A Documentary About Love Helps Yi Find Love Herself

Charlyne Yi does not believe in love. Or so she says. Well, at the very least, she doesn’t believe in fairy-tale love or the Hollywood mythology of love, and her own experiences have turned her into yet another modern-day skeptic. Paper Heart follows Charlyne as she embarks on a quest across America to make a documentary about the one subject she doesn’t fully understand. As she and her good friend (and director) Nicholas search for answers and advice about love, Charlyne talks with friends and strangers, scientists, bikers, romance novelists, and children. They each offer diverse views on modern romance, as well as various answers to the age-old question: does true love really exist?

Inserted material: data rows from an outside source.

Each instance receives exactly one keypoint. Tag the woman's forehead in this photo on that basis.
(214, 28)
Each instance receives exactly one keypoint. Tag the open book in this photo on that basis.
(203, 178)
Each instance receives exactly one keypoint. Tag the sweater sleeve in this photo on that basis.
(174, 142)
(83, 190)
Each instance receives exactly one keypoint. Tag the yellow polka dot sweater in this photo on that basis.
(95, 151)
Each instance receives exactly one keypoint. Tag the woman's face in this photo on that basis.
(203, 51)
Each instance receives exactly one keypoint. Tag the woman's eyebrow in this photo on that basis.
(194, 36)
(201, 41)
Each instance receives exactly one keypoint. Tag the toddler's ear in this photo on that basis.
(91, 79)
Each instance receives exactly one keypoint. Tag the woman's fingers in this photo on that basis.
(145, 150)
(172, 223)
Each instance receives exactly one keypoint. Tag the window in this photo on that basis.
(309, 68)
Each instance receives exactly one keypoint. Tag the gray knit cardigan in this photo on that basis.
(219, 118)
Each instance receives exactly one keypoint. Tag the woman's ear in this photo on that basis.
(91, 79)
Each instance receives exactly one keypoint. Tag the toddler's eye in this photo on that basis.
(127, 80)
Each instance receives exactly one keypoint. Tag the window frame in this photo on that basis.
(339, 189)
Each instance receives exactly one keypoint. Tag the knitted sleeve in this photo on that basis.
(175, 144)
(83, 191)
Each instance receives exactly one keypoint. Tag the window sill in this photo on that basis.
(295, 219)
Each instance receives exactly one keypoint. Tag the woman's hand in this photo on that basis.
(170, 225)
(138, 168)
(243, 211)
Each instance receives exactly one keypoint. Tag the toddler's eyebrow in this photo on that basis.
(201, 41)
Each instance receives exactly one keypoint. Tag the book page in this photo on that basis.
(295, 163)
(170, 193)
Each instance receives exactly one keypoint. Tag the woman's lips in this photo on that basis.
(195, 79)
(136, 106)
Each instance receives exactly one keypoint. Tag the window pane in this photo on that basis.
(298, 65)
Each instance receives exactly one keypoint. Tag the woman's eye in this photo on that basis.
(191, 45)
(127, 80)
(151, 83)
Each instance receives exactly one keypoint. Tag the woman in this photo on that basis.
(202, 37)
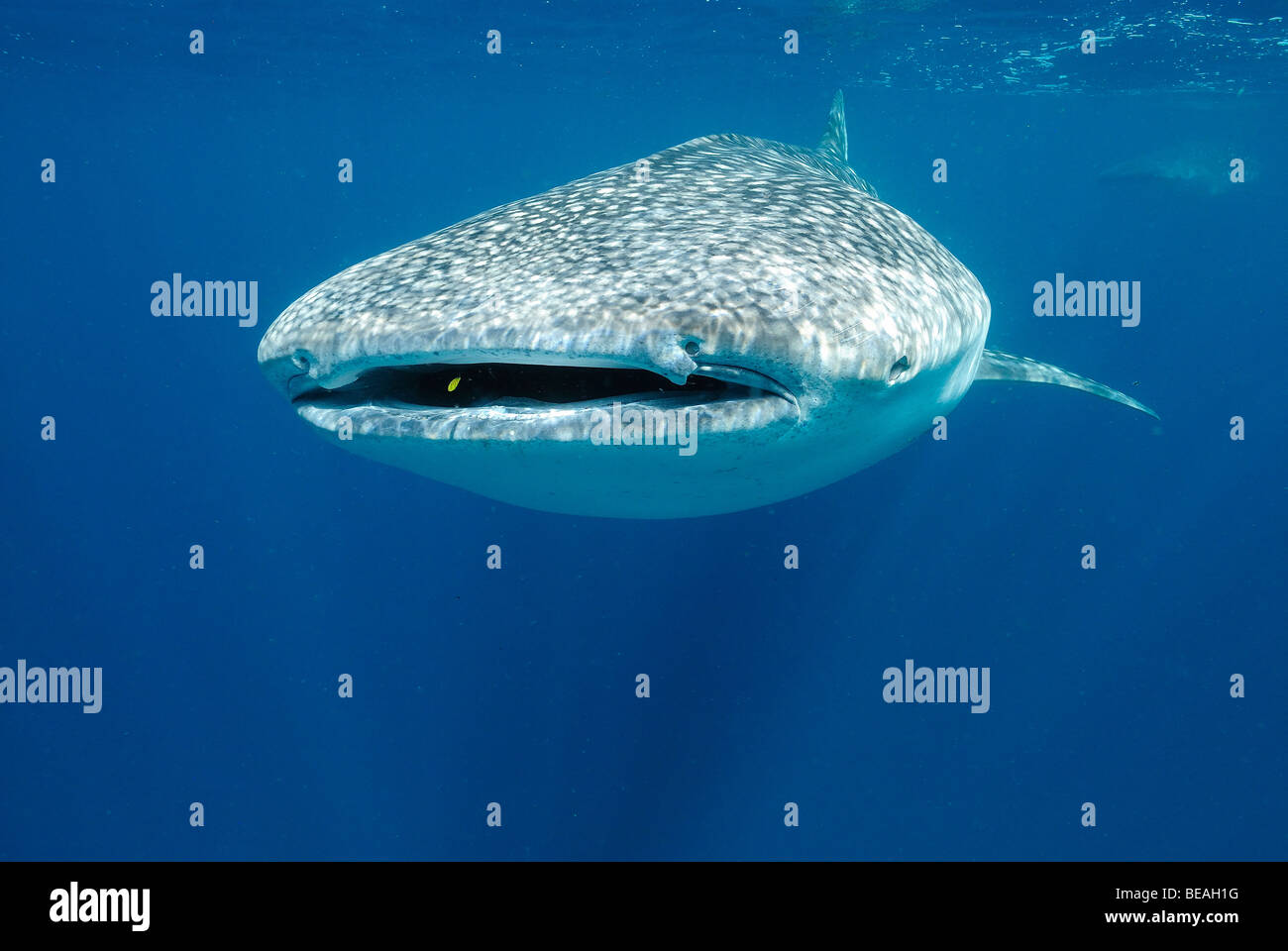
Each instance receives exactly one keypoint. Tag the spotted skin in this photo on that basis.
(774, 262)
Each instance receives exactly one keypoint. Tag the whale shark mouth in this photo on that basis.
(432, 388)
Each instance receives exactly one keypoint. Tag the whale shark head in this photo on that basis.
(722, 325)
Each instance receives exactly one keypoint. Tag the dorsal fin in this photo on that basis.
(1004, 367)
(835, 141)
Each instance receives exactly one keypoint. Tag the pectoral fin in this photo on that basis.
(1004, 367)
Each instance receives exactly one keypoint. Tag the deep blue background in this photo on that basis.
(518, 686)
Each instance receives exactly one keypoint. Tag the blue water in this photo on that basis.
(518, 686)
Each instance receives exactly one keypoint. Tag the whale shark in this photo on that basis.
(721, 325)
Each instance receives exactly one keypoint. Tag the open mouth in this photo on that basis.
(535, 386)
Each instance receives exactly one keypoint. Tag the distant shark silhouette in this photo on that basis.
(1190, 165)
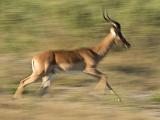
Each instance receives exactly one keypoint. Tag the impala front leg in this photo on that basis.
(103, 83)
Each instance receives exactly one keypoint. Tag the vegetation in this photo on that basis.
(28, 27)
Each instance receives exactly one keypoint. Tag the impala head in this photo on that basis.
(116, 31)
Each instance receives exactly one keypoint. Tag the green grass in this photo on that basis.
(29, 27)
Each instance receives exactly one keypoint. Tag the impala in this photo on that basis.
(45, 64)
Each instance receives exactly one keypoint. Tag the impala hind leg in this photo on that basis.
(46, 82)
(24, 83)
(103, 83)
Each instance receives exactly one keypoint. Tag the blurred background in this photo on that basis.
(29, 27)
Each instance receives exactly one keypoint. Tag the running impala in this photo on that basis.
(45, 64)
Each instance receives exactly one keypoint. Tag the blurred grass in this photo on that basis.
(29, 27)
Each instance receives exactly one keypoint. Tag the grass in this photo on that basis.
(29, 27)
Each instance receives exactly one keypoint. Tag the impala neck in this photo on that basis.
(103, 47)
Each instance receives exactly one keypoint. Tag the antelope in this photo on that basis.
(45, 64)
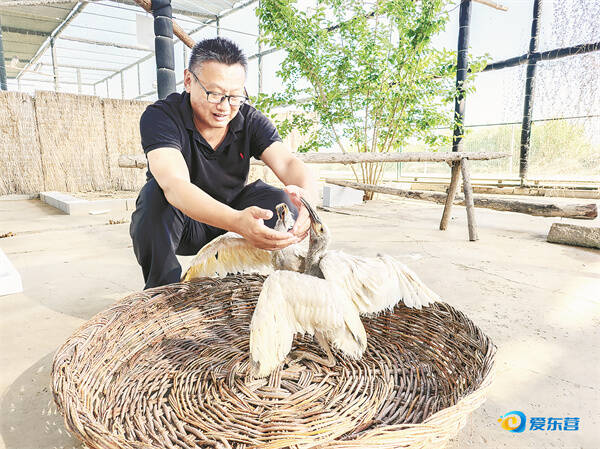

Paper Heart is a story about a documentary being made starring Charlene Yi. It’s not the documentary, it’s a biopic of the documentary – the events portrayed happened to Yi before the filming of Paper Heart. Even her filmmaker friend Nick Jasenovic (who is the cowriter and director and producer of Paper Heart) is played by Jake Johnson – so it’s about as meta as it gets in some places. The small but vital distinction shapes the film as a whole – rather than being Lost In La Brea, it’s more of a mockumentary story about love (not necessarily a love story). Can you imagine how Big Hollywood Marketing would mess this up? Yi set out to make a documentary about love, studying it as an anthropologist studies primitive cultures and rituals. She believes she will never be in love, that love has no role in her life, or maybe she’s broken. Her whole demeanor is so awkward, so unselfconscious, and so seemingly socially inept; yet she does stand-up comedy and performance art and pals around with smart (and famous) comics who all seem to be very fond of her. She seems to be lovable – perhaps the problem is she is not open to feeling love herself? In anyone else’s hands, this project would seem narcissistic or fake-humble aggrandizing. With Yi as our lead, it’s embarrassingly sincere. She crosses the country with her film crew, including Nick (as played by Jake) and Nick (the director of this film), finding wonderful interview subjects. The interviewee’s sections aren’t always question-response, but sometimes are storytelling opportunities to reveal themselves, an act of love to the audience. When reminiscing, rather than showing us talking heads describing the humorous or romantic events, Jasenovic has them as voice over while puppets act out their story. Not polished puppets, paper and string and wire and tape stick figures. They are crude, sweet, and subtly innovative (raging rivers, passing through scenery). It’s childlike but detail-oriented (what Yi seems to be), and hugely smile-inducing. The stories are already warm and nice but the puppets make them even more vulnerable and memorable.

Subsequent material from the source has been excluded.